In His unchanging divine nature, God does not and cannot suffer. Does that mean He’s unable to love us or to empathize with our pain? Today, Barry Cooper explains why the doctrine of divine impassibility is wonderful news for sufferers and sinners.
In another episode, we talked about the immutability of God, meaning that God’s character, His will, and His promises never change.
In this episode, I’d like to talk about a theme that is a close relative of God’s immutability—namely, God’s impassibility. That sounds a bit like me saying the word impossibility in a bad American accent—which, by the way, is the only kind of American accent I can do—but it’s not that. Impassibility is the notion that God does not suffer and cannot be acted upon or moved by any other source. This is because, as the Westminster Confession puts it, God is “a most pure spirit, invisible, without body, parts, or passions.”
If you think about it, God’s impassibility flows inevitably from the fact that God is unchangeable. An unchanging God cannot, by definition, have passions, which in the technical language of theology are emotional states that can be affected or changed by external forces.

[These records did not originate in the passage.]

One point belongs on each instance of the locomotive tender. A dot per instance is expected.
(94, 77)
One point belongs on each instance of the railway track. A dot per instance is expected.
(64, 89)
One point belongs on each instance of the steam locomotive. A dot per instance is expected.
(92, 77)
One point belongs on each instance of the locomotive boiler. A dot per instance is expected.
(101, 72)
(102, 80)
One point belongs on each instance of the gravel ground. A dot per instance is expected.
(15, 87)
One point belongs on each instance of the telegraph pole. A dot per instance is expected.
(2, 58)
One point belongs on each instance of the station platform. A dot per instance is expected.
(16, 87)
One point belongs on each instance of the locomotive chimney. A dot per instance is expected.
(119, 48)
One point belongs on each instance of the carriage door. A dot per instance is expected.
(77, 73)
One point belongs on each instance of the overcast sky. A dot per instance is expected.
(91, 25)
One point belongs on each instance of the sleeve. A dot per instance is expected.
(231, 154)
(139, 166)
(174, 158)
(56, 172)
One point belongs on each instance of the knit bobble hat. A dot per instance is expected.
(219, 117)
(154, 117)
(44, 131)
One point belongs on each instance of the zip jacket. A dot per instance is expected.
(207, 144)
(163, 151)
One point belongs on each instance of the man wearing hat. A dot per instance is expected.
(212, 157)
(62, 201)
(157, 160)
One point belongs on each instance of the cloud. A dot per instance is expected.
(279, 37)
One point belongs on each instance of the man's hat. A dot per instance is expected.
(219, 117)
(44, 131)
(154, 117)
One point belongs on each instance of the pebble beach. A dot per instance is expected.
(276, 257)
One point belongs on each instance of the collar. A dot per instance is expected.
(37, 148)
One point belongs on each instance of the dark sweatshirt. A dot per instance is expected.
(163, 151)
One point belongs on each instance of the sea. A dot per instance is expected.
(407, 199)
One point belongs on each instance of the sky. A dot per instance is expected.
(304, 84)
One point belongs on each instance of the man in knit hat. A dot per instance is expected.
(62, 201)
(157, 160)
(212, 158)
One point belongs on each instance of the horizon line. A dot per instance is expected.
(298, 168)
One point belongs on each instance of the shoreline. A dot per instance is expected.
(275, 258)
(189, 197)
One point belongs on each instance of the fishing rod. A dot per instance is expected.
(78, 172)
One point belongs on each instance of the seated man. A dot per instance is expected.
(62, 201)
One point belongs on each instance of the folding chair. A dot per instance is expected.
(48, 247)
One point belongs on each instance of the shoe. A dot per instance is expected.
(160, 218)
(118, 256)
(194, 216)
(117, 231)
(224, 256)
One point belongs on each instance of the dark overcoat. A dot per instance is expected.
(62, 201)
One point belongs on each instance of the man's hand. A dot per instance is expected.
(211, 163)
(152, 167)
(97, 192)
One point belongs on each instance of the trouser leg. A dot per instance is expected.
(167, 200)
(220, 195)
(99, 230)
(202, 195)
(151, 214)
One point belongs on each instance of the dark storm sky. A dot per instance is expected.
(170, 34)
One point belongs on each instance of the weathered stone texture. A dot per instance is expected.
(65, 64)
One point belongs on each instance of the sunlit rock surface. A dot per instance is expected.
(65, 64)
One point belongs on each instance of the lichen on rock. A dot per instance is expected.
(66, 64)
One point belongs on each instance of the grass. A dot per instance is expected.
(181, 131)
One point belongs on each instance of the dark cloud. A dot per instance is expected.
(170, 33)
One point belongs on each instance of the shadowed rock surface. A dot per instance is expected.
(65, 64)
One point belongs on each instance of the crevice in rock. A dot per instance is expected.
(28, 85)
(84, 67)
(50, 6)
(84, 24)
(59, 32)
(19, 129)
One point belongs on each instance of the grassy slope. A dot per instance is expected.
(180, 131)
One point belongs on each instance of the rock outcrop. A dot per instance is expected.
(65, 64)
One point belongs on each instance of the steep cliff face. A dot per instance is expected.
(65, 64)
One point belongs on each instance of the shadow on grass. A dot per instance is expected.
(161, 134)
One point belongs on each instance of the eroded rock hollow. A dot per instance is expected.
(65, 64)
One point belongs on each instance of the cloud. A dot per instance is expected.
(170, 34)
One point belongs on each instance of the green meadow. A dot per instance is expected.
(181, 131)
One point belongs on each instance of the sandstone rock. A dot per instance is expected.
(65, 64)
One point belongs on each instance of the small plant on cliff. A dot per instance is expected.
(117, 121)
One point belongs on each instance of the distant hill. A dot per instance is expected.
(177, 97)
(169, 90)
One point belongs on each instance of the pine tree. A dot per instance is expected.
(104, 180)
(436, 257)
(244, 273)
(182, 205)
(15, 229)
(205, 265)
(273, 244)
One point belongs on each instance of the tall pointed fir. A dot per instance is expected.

Because He cannot be affected or changed by external forces, God cannot experience suffering.
Now instinctively, that idea makes many of us recoil. If someone cannot feel pain, then we think there’s something wrong with them. And many of us live in cultures which greatly prize demonstrations of sentiment or feeling. So we consider it a strike against someone’s character if their feelings do not undergo change.
In fact, many consider it highly desirable if we are able to “empathize” with others, meaning that as and when other people feel pain, we ought to feel pain with them.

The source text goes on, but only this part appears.